Post Traumatic by Mike Shinoda: Why I Love and Hate This Album At The Same Time

in #music6 years ago (edited)



Post Traumatic

First of all, I love Linkin Park. This band was with me during the darkest times in my teenage days. With the passing of Chester Bennington due to suicide, my soul was shattered. I don't even know how to describe it. It was just painful. Well, he struggled with depression and trauma... and I am suffering with it too. I'm gonna lie if I say that I didn't think that I am likely going to end up the same way. And that's the time when I realized I need to fix things about myself.

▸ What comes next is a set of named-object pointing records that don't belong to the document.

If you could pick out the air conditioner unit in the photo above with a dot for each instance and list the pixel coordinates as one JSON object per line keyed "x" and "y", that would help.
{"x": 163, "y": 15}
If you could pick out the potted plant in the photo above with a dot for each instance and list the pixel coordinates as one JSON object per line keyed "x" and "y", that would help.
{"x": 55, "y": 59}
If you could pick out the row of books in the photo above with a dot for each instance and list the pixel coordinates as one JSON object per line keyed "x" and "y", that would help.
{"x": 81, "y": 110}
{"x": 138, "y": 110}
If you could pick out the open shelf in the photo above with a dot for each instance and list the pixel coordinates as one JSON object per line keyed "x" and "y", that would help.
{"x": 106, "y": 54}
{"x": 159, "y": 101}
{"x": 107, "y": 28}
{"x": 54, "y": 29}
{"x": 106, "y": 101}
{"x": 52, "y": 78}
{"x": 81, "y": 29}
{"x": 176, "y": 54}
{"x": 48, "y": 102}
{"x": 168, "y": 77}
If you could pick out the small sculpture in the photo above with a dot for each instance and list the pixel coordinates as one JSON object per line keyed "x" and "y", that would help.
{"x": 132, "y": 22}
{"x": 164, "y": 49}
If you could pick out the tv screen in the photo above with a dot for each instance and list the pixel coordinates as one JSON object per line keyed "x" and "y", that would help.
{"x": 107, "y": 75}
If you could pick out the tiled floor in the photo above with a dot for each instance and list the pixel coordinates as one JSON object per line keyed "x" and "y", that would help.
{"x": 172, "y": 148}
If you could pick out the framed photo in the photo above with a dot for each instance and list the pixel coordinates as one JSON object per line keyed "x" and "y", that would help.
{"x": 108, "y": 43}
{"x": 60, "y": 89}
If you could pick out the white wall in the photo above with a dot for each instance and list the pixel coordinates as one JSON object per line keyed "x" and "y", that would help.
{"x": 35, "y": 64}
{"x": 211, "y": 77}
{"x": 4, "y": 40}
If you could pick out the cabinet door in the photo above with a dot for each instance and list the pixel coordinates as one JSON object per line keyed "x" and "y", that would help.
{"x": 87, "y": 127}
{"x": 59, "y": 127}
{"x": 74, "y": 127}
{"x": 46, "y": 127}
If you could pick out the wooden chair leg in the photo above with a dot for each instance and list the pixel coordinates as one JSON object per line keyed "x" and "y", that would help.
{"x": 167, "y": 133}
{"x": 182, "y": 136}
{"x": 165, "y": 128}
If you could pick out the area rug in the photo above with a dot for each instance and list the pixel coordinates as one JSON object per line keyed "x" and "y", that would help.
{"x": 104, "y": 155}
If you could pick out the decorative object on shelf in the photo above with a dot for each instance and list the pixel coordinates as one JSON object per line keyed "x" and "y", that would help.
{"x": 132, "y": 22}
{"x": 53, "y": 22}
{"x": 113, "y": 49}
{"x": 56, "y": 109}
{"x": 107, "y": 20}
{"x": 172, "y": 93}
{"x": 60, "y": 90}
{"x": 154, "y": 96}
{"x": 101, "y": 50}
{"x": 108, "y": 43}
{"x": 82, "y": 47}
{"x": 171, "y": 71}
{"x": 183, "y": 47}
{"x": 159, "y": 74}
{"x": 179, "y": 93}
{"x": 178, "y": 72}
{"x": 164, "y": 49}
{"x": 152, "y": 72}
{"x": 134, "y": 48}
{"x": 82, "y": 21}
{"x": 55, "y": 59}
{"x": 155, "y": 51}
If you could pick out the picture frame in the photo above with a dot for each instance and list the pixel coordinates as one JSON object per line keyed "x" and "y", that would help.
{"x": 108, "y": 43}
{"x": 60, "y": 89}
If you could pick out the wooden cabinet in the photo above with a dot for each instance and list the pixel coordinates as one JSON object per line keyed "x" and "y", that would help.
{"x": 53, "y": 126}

Days after my birthday, Linkin Park's Mike Shinoda released three songs. From the name of the EP, I knew this was going to be intense for me. I prepared myself and listened to the first song.


Place To Start


'Cause I'm tired of the fear that I can't control this
I'm tired of feeling like every next step's hopeless
I'm tired of being scared what I build might break apart
I don't want to know the end, all I want is a place to start

Okay, a very nice way to start everything. It did hurt a bit but gave me hope that I, too, can have a place to start. I love how the video sheds a light directly at us.


Over Again

This song stabbed me in my chest. This gave me an instant flashback.


Sometimes / sometimes you don’t say goodbye once
You say goodbye over and over and over again
Over and over and over again

He was talking about Chester here but I couldn't help but think about my own past with these words. It was too painful I had to pause the song and well, just let my tears fall out. That was all I can do. I had no one to talk to but myself.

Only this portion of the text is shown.